Una pequeña tormenta es que tu ángel de la guarda pierda sus alas en un asalto a mano armada, en el transporte público o en una calle poco transitada. Una catástrofe de bolsillo es que pierdas la credencial de elector, que te clonen la tarjeta de crédito, que te fractures un tobillo, que la abuela ingrese en el Seguro Popular, que tu padre tenga su "casa chica", que te hagan repetir el semestre, que no haya vacantes en la Universidad, que te corten la luz o que la quincena termine en 31 y que el PRI regrese al poder. Maldita sea, pequeñas catástrofes que te van esquilmando desde que eras pequeño: las tortas de fideo para el recreo, 5 en matemáticas, último en la fila de esperanzas, piojos en la cabeza, tristeza en la mirada, zapatos ortopédicos, padres divorciados, huevos en el almuerzo y huevos en la comida y huevos el fin de semana, televisión descompuesta, tenis rotos hasta el próximo mes, y así sucesivamente mientras vas creciendo en un barrio desprovisto de parques recreativos o canchas de basquetbol.

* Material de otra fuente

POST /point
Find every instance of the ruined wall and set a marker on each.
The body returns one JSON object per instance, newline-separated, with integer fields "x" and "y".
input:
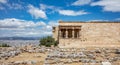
{"x": 55, "y": 33}
{"x": 94, "y": 34}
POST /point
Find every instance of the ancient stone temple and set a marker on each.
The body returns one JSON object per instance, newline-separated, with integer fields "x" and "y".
{"x": 87, "y": 34}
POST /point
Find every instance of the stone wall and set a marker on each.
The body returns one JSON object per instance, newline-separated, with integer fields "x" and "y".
{"x": 93, "y": 34}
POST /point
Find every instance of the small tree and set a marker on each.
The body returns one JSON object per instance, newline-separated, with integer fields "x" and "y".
{"x": 47, "y": 41}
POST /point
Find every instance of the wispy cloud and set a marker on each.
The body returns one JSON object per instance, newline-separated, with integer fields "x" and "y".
{"x": 72, "y": 13}
{"x": 18, "y": 27}
{"x": 108, "y": 5}
{"x": 36, "y": 12}
{"x": 3, "y": 1}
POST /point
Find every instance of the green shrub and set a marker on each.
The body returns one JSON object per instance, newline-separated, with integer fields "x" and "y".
{"x": 48, "y": 41}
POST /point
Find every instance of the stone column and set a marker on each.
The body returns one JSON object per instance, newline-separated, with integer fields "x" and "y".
{"x": 66, "y": 33}
{"x": 73, "y": 33}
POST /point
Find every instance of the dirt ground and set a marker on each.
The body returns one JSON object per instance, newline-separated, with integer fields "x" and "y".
{"x": 39, "y": 57}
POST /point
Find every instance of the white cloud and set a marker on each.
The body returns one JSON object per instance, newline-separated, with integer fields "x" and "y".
{"x": 36, "y": 12}
{"x": 118, "y": 19}
{"x": 108, "y": 5}
{"x": 17, "y": 27}
{"x": 72, "y": 13}
{"x": 43, "y": 7}
{"x": 14, "y": 6}
{"x": 81, "y": 2}
{"x": 98, "y": 20}
{"x": 3, "y": 1}
{"x": 17, "y": 23}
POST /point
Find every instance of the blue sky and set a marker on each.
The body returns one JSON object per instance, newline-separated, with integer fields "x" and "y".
{"x": 35, "y": 18}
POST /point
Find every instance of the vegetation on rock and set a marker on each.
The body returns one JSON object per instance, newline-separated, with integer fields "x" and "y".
{"x": 4, "y": 45}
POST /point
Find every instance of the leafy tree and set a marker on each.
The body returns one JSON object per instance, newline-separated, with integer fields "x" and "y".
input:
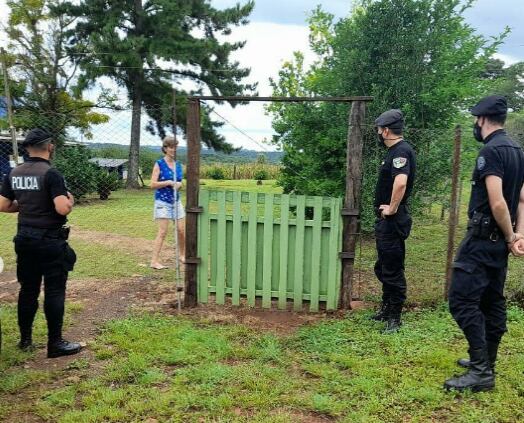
{"x": 43, "y": 79}
{"x": 507, "y": 81}
{"x": 416, "y": 55}
{"x": 128, "y": 40}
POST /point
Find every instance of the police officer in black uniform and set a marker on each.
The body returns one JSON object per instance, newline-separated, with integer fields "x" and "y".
{"x": 38, "y": 193}
{"x": 393, "y": 224}
{"x": 476, "y": 296}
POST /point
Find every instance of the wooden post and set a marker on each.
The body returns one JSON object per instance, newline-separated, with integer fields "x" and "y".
{"x": 174, "y": 115}
{"x": 192, "y": 209}
{"x": 351, "y": 210}
{"x": 454, "y": 209}
{"x": 14, "y": 143}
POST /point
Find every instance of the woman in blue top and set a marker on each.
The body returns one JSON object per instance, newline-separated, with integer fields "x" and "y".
{"x": 166, "y": 180}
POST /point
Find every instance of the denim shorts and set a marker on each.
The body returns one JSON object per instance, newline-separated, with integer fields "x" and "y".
{"x": 165, "y": 210}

Pequeñas y cotidianas tragedias que nos irán encaminando al manicomio, por la puerta trasera y en silencio, como lo señala Charles Bukowski, el poeta de los que ya no confían ni en su sombra: “El horror de la vida./ Es ese enjambre de trivialidades/ lo que puede matar más deprisa que el cáncer/ y siempre están ahí:/ El interruptor de la luz roto,/ o el colchón como un puercoespín.../ y la cadena del baño que se ha roto/ y la instalación de la luz que se ha quemado,/ la luz de la entrada, la luz del frente,/ la luz de atrás, la luz del interior;/ allí está más oscuro que el infierno/ y es el doble de caro”.
Catástrofes de bolsillo que te siguen a todas partes, como una nube negra o un pésimo presagio de los años venideros. Catástrofes para llevar, sin moño ni envoltura de celofán; catástrofes portátiles como aquel “huracán de una escala descomunal, que crecido en su arrogancia por sí mismo dio una gran vuelta en espiral”. Sí, por demasiado tiempo hemos sido ciclones, huracanes, vendavales, que alimentados de pequeñas y medianas catástrofes destruimos todo a nuestro paso, empezando por nosotros mismos y el montón de damnificados que nos mirarán con desolación.